An article in today’s New York Times collects the responses, or lack thereof, to the allegations that James Frey falsified much of the content in his bestselling memoir A Million Little Pieces. The publishers of the hardcover and paperback editions of the book, Doubleday and Anchor Books, respectively, both divisions of Random House, issued a joint statement that downplayed the importance of truth in memoirs. “Memoir is a personal history whose aim is to illuminate, by way of example, events and issues of broader social consequence,” it read. “By definition, it is highly personal. In the case of Mr. Frey, we decided A Million Little Pieces was his story, told in his own way, and he represented to us that his version of events was true to his recollections.” The statement continues: “Recent accusations against him notwithstanding, the power of the overall reading experience is such that the book remains a deeply inspiring and redemptive story for millions of readers.”
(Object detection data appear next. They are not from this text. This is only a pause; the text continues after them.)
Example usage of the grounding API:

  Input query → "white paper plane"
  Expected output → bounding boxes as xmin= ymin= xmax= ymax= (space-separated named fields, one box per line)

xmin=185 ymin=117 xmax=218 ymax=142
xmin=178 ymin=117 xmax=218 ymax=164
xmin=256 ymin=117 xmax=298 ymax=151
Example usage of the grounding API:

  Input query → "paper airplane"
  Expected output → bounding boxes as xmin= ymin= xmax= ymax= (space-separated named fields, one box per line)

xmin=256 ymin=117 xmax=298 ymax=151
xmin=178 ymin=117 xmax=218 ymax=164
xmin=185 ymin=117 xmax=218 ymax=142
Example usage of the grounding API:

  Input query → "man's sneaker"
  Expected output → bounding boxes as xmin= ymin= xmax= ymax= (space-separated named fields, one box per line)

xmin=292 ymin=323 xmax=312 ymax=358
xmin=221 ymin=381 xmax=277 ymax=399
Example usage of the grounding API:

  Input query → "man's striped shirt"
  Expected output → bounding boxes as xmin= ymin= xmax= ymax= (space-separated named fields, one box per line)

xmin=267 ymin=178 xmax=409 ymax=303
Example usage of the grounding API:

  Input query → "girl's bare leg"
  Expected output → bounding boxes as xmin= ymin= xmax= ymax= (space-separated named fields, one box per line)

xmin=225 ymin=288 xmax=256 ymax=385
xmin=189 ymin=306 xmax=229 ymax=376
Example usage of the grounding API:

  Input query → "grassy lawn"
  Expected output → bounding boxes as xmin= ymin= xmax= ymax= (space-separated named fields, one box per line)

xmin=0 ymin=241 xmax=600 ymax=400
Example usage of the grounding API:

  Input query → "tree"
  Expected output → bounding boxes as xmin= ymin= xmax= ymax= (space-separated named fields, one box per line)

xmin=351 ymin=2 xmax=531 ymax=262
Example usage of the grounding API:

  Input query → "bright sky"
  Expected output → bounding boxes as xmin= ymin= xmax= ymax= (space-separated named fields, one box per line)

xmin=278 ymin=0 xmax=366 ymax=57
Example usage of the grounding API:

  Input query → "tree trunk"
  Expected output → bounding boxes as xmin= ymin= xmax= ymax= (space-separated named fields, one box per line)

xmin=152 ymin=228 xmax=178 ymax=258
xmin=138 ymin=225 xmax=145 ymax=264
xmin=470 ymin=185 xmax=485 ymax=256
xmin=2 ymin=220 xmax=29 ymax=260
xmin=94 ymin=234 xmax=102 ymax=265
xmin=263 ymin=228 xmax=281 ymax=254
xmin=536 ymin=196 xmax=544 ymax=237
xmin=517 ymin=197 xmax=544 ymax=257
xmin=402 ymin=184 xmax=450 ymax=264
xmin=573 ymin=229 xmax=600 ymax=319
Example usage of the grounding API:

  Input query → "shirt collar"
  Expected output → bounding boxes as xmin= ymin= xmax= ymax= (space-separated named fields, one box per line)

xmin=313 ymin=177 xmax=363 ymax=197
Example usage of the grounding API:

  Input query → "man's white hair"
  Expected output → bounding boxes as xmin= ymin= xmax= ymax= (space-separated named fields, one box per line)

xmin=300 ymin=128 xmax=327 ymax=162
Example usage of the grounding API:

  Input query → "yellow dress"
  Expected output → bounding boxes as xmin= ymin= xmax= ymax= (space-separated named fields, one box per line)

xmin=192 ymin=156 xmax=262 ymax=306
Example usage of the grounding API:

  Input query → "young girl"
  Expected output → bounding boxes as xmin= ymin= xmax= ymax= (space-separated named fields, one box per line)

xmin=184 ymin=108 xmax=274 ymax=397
But Edward Wyatt, the writer of the Times article, says that the statement’s lack of definitive comment on the objective truth of the memoir suggests that little to no fact-checking was done by the book’s publishers. None will be done after the fact of publication, either, according to Doubleday and Anchor spokesperson Alison Rich. “This is not a matter that we deem necessary for us to investigate,” she said.
Needless to say, many readers are miffed and many key figures in the book’s publication and popularization, including Frey’s agent Kassie Evashevski, his editor Sean McDonald, who signed Frey on for two more books with the Penguin imprint Riverhead Books, and the one who started all the hoopla, Oprah Winfrey, were unavailable for comment.